Auto-resume Experiments
Surprise! You can now enable the auto-resume of experiments that are running on spot instances. Should your experiment be interrupted, Grid can automatically resume your experiment from the last saved checkpoint when a new instance becomes available.
And more good things:
- Grid will recover all artifacts, including the last saved checkpoints.
- The local filesystem will be preserved between experiment interruption and experiment resumption.
Note
🪄 Enable Auto-resume in the UI
Select the “Auto-resume” option after enabling the Use Spot Instance
option in a new Run.
🪄 Enable Auto-resume in the CLI
Use -auto_resume
flag to indicate this experiment is safe to resume.
Example: grid run --use_spot --auto_resume --instance_type p3.2xlarge [mnist.py](<http://mnist.py/>)
Datastore Enhancements
⭐ Full S3 Datastore Support
You can now connect Grid to any publicly available S3 dataset, making it way faster to get your S3 data into Grid.
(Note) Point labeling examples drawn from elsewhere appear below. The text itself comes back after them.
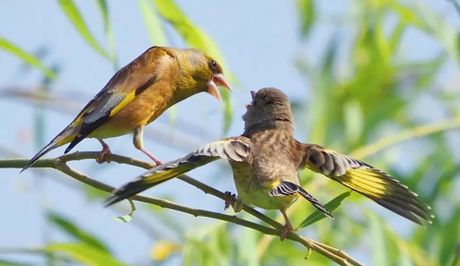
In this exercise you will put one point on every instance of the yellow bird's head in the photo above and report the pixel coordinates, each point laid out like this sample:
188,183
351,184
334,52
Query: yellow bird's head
200,73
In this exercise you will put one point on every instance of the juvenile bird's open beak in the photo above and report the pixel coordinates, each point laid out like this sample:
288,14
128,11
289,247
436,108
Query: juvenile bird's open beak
217,80
253,95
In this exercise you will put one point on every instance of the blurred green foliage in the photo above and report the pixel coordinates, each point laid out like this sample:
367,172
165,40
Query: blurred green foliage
364,88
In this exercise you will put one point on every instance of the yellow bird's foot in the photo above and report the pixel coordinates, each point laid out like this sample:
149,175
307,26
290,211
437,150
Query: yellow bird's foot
154,159
232,200
284,231
104,152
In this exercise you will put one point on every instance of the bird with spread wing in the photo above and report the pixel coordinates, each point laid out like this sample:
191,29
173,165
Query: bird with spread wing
265,161
137,94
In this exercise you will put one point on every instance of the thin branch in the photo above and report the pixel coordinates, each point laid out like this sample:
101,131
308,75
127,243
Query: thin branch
60,164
Specify a public S3 bucket, file, or path when creating a new Datastore.
🪄 Supported URL formats:
s3://ryft-public-sample-data/
https://public_url.zip
Note
⭐ Datastore Mount Path
And the award for top FAQ goes to...
How do I access my data in a datastore?
With this release, accessing your data in a Session or Run is way more straightforward.
After you’ve created a datastore, you can access it at /datastores
in a Session or Run.
More details on how to mount datastores:
Attaching Datastores to a Session
Fixes and Enhancements
- Performance improvements to Sessions, making your data on a Session faster to access once the Session is active from resuming.
- Increased observability into Session statuses and reasons for a potential Session failure.
- Hover over the status of a Datastore, Session, or Experiment for more details on the status.